Leśna Łapa szła razem z Borsuczą Gwiazdą na polowanie, spokojnym tempem wyszli z obozu, kierując się w stronę granicy z Klanem Burzy. Dymna kotka była zdziwiona, że dziadek chce spędzić z nią trochę czasu, jednak kocur tłumaczył to faktem, iż chce odwrócić swoją oraz jej uwagę od śmierci Dymka, oraz Tęczy.
Jeśli kotka miała być szczera to... Nie tęskniła za bardzo za rodzeństwem, od dłuższego czasu czuła się tak, jakby miała przy sobie tylko i wyłącznie Ostrokrzewiowego Liścia. Więc rodzeństwo było jej zbyteczne.
- Jak idzie ci trening Leśna Łapo? - zagaił Borsuk, spoglądając ze smutnym wyrazem pyska na najmłodszą wnuczkę. Córka Różanego Pola uśmiechnęła się lekko, jednak w jej serduszku poczuła ukłucie żalu. Tak bardzo chciałaby zostać wojownikiem...
- Masz okazję udowodnić mi swoją lojalność... Odbierz życie Borsuczej Gwieździe - niski pomruk zadudnił jej w głowie.
- Dobrze dziadku, Jaskółczy Śpiew to dobra mentorka - przyznała, zgodnie z prawdą, węsząc dookoła. Spięła się, czując nieprzyjazny zapach.
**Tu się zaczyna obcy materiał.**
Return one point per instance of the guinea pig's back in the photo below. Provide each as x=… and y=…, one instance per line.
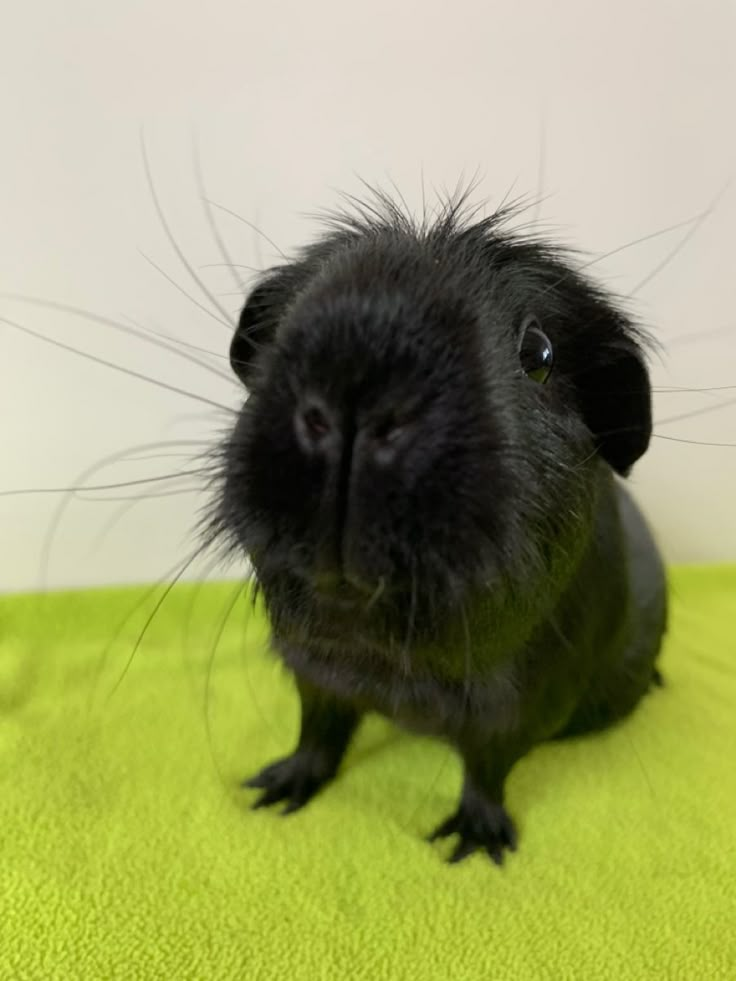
x=618, y=687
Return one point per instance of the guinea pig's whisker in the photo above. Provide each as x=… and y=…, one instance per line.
x=149, y=620
x=683, y=241
x=178, y=341
x=696, y=412
x=226, y=321
x=675, y=389
x=135, y=330
x=79, y=484
x=210, y=216
x=692, y=442
x=116, y=367
x=231, y=265
x=78, y=488
x=254, y=228
x=701, y=335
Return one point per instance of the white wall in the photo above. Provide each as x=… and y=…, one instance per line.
x=290, y=101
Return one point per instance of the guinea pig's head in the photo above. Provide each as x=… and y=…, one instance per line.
x=428, y=409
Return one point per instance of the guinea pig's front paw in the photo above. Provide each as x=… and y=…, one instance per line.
x=294, y=779
x=482, y=825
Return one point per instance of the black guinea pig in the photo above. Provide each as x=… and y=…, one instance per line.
x=423, y=476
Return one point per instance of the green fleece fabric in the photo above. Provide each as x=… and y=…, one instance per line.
x=128, y=850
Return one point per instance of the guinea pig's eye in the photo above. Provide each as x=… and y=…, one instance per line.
x=312, y=422
x=535, y=352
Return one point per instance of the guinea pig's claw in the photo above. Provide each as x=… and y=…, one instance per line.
x=294, y=779
x=492, y=831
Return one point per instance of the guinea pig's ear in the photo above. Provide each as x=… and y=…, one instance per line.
x=615, y=396
x=258, y=321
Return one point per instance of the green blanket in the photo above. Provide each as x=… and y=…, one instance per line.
x=128, y=850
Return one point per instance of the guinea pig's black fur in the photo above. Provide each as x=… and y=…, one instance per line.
x=422, y=476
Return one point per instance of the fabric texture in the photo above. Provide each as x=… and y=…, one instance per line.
x=128, y=850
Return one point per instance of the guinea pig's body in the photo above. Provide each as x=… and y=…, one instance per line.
x=430, y=506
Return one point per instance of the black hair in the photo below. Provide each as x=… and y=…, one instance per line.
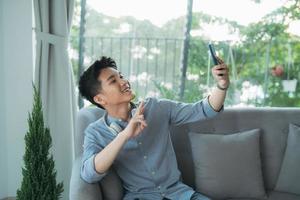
x=89, y=85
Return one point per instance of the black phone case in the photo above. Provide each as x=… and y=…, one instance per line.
x=213, y=54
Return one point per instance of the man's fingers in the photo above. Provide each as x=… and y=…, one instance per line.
x=140, y=109
x=219, y=60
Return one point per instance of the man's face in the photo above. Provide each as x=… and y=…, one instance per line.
x=115, y=89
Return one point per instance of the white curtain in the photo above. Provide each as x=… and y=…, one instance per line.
x=54, y=78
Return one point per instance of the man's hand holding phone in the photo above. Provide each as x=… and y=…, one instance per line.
x=220, y=71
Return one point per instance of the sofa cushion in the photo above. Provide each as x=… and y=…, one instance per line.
x=228, y=166
x=111, y=186
x=289, y=177
x=273, y=195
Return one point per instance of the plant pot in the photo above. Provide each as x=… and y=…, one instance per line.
x=289, y=85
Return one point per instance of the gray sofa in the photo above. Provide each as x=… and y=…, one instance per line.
x=274, y=125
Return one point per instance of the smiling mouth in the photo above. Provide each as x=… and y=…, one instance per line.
x=128, y=89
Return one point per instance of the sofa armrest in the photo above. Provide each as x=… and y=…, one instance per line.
x=79, y=189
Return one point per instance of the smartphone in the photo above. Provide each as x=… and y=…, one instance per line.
x=213, y=54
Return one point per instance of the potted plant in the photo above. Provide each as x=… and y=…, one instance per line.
x=39, y=174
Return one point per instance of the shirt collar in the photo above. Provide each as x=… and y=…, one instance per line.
x=119, y=121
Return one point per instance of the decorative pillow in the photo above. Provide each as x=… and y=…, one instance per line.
x=228, y=166
x=289, y=176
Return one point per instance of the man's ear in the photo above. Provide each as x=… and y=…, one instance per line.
x=99, y=98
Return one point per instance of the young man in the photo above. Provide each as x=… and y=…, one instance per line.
x=136, y=140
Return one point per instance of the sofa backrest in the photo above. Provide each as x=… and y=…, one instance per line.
x=273, y=122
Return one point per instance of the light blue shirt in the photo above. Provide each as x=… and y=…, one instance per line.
x=147, y=163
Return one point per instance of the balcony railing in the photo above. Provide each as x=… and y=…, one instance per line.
x=144, y=61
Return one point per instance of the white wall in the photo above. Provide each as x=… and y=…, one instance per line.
x=16, y=77
x=3, y=149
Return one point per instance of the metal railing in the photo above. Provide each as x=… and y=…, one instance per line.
x=144, y=61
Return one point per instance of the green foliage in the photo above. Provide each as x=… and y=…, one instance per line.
x=262, y=45
x=39, y=174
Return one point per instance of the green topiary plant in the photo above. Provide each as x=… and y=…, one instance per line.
x=39, y=174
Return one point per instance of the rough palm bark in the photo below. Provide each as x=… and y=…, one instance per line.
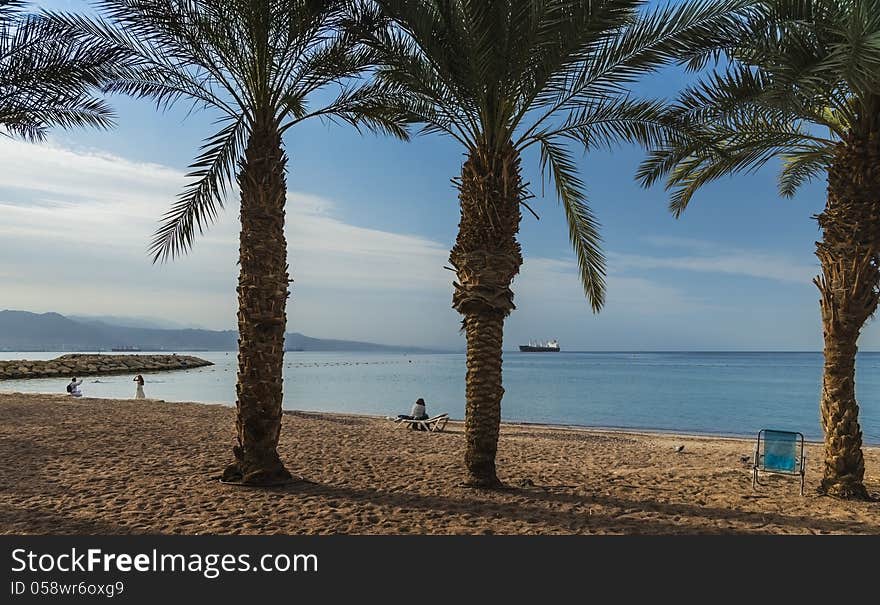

- Dziadku, lis! - wykrzyknęła, kiedy ruda kita wyskoczyła zza zarośli. Dwa koty popatrzyły przerażone na napastnika, jeżąc się i życząc.
- Na drzewo! - wykrzyknął lider, popychając terminatorkę w stronę najbliższego. Las ruszyła biegiem, szybko wskakując na gałąź, najwyżej jak tylko potrafiła. Czekoladowy był tuż za nią jednak kiedy skoczył... Lis złapał go za ogon i rzucił w powietrze. Dymna kotka zakryła oczy, nie mogąc na to patrzeć...
~*~
Kiedy odgłosy ucichły, a zapach potwora zelżał, młoda zeszła na ziemię, podchodząc do ciała ojca swojej matki. Klatka piersiowa przez chwilę nawet się nie ruszała, zaraz jednak kocur wziął głęboki wdech, zrywając się na łapy.
- Straciłeś życie...
- Wiem, jednak nie mów o tym nikomu - polecił lider, po czym głową skinął w stronę obozu. Oh, czyli wracają...
Z drugiej strony, nie dziwiła się, że nie chciał teraz ryzykować kolejnym spotkaniem z bestią. Jak przypuszczała, zapewne zaraz po powrocie każe patrolom mieć na to szczególną czujność.
~*~
Kilka dni później od tego feralnego zdarzenia napięta atmosfera w obozie jakby wyparowała, a Leśna Łapa mogła nareszcie wyjść na trening wraz z mentorką. Po drodze jednak nie spodziewała się, że spotka kocię śpiące na Wielkiej Polanie. Zamrugały oczami, niedowierzając w to, co widzą.
- Hej... Mały... - Leśna szturchnęła małą kulkę, która obudziła się, prychając z niezadowoleniem.